From The New Criterion

Photo by Marjan Blan | @marjanblan / Unsplash

No wonder that Stalin took such a keen interest in literature and ideas. Svetlana pointed out that in her father’s Kremlin apartment “there was no room for pictures on the walls—they were lined with books.” Stalin’s adopted son Artem Sergeev recalled that at every encounter his father asked him what he had been reading and what he thought about it. The son of the secret police chief Lavrenty Beria claimed that when Stalin visited someone from his inner circle, “he went to the man’s library and even opened the books to check whether they had been read.” Although he was always ordering books, Stalin borrowed from others as well. The poet Demyan Bedny was foolish enough to complain that he hated to lend his books to Stalin because they were returned covered with greasy fingermarks. That was the last Bedny saw of his luxurious apartment.

It is hardly surprising that Stalin read and reread Machiavelli’s The Prince. Neither is it strange that he knew well the works of his Bolshevik rivals Trotsky, Bukharin, Zinoviev, and Kamenev, or that he underlined key passages in Hitler’s Mein Kampf. But he also read a lot of Russian and world literature, apparently cherishing Pushkin as well as satirists and social critics including Gogol, Saltykov-Shchedrin, and Zola.

Iexpected to learn a great deal from the first comprehensive account of Stalin’s annotations, Stalin’s Library, by Geoffrey Roberts.1 A professor emeritus at University College Cork, Roberts is the author of a biography of Marshal Georgy Zhukov, who commanded Soviet armies during World War II, and of Stalin’s Wars: From World War to Cold War. He promises significant revelations:

“It is impossible to know somebody ‘inside out,’ ” wrote Stalin to the poet Demyan Bedny in 1924, but through his library we can get to know him from the outside in. In viewing the world through Stalin’s eyes we can picture his personality as well as his most intimate thoughts.

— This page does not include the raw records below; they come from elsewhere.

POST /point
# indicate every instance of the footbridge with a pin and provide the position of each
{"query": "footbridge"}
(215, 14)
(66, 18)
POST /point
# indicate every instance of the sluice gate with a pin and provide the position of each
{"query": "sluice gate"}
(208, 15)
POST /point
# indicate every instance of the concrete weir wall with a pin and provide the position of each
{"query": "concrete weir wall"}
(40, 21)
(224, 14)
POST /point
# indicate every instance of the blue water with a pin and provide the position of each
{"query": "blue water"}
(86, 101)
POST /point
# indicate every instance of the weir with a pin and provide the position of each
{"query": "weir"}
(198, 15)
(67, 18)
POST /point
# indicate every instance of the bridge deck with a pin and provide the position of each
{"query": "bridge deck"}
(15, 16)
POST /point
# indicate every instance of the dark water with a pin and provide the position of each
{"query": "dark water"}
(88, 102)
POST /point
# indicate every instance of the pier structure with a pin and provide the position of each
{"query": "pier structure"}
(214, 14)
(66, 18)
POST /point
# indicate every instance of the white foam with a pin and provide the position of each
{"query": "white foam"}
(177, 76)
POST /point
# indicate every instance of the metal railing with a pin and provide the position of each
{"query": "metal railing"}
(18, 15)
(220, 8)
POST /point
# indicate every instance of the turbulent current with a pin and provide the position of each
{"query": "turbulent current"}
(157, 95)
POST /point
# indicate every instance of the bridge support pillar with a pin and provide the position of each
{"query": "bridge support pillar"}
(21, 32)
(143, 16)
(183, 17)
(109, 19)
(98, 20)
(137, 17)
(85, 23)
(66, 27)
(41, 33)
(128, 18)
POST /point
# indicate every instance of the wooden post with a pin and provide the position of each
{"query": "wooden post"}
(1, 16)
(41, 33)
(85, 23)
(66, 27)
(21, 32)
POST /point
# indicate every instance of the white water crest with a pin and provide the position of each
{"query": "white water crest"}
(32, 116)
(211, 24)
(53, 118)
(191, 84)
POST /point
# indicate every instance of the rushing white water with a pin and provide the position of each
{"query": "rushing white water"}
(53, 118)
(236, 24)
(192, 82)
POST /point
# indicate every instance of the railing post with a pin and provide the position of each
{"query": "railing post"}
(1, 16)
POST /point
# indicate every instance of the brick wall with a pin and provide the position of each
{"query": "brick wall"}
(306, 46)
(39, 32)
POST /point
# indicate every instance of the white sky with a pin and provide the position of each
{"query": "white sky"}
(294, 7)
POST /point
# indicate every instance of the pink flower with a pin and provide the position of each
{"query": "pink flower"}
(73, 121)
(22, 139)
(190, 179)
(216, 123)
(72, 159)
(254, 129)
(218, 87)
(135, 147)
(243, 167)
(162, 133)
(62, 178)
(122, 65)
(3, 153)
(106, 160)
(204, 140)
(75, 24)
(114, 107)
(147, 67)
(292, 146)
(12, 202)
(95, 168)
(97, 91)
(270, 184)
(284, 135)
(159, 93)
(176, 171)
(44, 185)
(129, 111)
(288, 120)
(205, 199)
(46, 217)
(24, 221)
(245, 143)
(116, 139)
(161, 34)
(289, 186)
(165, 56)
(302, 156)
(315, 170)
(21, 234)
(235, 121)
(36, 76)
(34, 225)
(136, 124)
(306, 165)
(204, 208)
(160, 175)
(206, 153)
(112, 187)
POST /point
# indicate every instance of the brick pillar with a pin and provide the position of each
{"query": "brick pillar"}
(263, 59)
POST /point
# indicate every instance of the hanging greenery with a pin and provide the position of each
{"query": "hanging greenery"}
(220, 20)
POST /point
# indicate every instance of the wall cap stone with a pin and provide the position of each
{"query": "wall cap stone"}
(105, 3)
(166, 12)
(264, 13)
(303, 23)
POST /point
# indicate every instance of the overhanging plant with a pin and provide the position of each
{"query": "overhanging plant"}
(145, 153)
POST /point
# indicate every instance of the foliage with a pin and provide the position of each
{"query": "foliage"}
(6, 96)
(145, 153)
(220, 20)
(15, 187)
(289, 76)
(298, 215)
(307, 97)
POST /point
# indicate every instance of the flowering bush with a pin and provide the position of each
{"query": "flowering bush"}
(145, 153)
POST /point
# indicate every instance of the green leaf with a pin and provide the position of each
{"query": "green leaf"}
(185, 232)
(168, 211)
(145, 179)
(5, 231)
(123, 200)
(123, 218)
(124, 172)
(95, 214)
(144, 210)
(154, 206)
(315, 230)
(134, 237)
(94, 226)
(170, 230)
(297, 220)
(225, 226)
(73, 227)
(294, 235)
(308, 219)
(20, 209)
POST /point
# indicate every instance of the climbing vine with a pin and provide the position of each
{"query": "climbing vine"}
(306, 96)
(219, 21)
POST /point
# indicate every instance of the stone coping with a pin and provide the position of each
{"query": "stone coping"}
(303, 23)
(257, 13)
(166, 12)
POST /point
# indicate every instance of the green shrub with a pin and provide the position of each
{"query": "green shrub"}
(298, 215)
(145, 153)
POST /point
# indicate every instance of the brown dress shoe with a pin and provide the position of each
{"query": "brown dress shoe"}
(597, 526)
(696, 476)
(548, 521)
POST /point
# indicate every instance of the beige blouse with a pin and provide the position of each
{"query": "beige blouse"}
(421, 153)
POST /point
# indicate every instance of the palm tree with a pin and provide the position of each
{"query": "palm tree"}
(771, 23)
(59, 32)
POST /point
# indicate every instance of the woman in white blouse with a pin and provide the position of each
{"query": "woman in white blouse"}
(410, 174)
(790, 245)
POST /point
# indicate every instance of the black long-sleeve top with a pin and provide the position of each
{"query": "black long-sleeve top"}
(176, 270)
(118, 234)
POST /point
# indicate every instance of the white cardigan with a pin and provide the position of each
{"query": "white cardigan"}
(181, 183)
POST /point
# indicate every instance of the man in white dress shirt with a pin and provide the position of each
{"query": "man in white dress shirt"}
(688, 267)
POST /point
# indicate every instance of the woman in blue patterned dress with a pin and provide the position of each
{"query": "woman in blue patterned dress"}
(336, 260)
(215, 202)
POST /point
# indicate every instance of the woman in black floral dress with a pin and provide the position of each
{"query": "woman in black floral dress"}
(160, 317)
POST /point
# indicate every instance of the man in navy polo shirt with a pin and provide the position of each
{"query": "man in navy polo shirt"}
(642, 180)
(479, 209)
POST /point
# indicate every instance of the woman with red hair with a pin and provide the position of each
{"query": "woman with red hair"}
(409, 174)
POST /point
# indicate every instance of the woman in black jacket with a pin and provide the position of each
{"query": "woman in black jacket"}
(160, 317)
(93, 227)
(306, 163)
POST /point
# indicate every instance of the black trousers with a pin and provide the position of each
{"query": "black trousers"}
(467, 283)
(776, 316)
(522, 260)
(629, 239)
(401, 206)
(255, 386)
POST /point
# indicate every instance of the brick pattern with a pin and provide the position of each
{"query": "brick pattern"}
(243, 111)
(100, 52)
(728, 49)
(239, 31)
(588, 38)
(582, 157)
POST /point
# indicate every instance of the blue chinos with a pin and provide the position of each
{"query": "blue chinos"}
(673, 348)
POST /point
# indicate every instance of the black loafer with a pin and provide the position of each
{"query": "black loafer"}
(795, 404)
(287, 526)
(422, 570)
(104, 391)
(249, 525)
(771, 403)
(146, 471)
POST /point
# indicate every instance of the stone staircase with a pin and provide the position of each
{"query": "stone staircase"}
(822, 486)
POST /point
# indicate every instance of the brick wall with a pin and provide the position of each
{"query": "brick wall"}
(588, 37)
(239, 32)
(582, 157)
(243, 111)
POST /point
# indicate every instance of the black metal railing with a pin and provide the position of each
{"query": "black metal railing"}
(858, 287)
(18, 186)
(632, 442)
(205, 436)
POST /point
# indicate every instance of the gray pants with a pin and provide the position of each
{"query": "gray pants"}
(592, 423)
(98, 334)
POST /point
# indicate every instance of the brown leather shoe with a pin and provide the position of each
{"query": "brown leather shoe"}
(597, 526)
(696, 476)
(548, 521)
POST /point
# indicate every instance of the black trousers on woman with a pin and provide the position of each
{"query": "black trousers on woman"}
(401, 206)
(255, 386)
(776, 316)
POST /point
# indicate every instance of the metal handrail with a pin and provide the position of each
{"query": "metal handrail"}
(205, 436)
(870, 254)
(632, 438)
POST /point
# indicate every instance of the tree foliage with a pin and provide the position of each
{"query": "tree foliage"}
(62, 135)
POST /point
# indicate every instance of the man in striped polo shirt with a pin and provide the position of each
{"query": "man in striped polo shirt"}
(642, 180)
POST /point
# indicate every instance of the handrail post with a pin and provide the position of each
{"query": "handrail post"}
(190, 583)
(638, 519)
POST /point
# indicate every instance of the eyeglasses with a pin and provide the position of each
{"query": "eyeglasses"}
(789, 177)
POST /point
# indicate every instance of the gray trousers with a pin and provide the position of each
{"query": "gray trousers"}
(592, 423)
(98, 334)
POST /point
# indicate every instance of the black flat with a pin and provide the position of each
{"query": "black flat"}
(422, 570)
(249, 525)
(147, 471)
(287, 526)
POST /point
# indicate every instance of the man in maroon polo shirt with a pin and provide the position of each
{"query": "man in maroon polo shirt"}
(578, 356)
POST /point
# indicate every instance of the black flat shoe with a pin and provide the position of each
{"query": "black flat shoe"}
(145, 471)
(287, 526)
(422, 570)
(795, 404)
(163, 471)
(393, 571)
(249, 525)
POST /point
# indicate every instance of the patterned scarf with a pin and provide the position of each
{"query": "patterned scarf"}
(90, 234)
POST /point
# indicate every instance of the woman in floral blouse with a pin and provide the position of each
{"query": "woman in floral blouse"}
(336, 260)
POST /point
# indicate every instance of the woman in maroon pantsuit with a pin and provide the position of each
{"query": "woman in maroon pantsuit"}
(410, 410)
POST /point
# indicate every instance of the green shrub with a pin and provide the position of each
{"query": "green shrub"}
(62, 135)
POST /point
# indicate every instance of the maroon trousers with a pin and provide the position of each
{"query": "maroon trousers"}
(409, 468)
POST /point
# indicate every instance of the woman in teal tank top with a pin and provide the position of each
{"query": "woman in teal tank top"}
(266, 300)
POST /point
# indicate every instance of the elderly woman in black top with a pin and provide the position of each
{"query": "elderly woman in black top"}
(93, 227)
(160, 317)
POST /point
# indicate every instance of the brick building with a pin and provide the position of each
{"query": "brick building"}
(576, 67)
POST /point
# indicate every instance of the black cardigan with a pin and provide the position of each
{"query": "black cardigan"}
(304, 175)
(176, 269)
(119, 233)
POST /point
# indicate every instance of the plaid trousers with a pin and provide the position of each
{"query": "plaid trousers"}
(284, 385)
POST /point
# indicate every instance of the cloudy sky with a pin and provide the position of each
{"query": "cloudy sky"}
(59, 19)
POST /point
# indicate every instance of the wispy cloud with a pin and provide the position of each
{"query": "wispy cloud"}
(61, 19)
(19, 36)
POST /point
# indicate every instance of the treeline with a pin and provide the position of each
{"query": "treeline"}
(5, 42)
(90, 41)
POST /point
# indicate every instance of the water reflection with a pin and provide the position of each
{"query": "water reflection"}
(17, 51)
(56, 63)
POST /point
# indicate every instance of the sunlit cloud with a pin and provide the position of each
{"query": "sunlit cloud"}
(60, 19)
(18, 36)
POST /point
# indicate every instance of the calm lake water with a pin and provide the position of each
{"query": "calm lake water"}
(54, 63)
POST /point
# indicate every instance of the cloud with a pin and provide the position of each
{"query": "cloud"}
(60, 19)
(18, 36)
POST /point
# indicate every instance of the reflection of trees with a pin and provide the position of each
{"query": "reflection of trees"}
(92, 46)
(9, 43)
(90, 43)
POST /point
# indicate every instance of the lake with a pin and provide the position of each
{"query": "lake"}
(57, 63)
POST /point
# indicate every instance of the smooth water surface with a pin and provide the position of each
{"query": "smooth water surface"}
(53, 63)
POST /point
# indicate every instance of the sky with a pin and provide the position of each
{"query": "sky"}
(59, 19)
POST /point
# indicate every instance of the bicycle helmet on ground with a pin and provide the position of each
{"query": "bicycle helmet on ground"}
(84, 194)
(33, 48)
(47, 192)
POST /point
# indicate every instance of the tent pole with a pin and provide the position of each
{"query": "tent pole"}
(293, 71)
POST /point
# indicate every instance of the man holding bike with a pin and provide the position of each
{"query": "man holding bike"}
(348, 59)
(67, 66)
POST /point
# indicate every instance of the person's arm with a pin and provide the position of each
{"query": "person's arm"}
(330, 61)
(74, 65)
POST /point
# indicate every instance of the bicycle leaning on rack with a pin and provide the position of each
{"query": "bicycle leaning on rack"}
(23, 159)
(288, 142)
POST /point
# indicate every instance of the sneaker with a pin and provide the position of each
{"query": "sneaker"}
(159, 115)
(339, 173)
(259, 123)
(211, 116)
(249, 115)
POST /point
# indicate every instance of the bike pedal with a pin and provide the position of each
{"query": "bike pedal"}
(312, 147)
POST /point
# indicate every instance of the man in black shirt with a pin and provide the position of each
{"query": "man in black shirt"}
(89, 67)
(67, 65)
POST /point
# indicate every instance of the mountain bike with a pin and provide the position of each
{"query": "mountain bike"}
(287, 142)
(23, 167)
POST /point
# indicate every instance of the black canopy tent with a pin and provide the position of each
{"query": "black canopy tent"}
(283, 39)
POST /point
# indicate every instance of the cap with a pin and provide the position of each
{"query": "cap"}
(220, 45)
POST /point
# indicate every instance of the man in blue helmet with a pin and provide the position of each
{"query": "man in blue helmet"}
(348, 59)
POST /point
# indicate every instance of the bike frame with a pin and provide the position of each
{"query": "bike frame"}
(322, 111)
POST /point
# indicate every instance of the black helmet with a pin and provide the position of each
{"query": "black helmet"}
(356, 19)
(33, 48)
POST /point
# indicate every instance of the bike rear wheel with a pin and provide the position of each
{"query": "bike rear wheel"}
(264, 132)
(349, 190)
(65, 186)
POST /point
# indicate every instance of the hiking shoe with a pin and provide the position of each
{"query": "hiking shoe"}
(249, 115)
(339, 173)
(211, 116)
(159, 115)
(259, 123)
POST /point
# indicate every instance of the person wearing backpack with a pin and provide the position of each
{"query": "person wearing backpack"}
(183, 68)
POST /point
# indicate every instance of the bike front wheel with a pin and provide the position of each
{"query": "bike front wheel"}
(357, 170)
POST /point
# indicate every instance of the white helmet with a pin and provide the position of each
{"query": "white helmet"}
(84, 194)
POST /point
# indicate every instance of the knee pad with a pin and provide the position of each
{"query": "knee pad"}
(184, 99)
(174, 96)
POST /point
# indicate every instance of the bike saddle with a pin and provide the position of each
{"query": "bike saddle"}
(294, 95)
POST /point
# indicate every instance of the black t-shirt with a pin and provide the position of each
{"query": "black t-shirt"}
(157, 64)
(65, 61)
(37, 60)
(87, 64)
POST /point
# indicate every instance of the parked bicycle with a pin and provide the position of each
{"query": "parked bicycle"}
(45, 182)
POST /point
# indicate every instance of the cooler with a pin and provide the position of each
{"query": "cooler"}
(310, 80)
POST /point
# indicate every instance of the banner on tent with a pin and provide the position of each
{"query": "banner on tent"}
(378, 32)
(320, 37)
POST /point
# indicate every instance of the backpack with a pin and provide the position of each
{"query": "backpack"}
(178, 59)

Alas, this book offers no significant discoveries, intimate or otherwise. It meanders pointlessly from topic to topic unrelated to the annotations—Did Stalin’s father beat him? Is the charge that he worked for the tsarist secret police correct? How did he justify to the world his treaty with Hitler?—but says nothing new about any of them. Frequently, Roberts seems to forget that this is a study of Stalin’s pometki.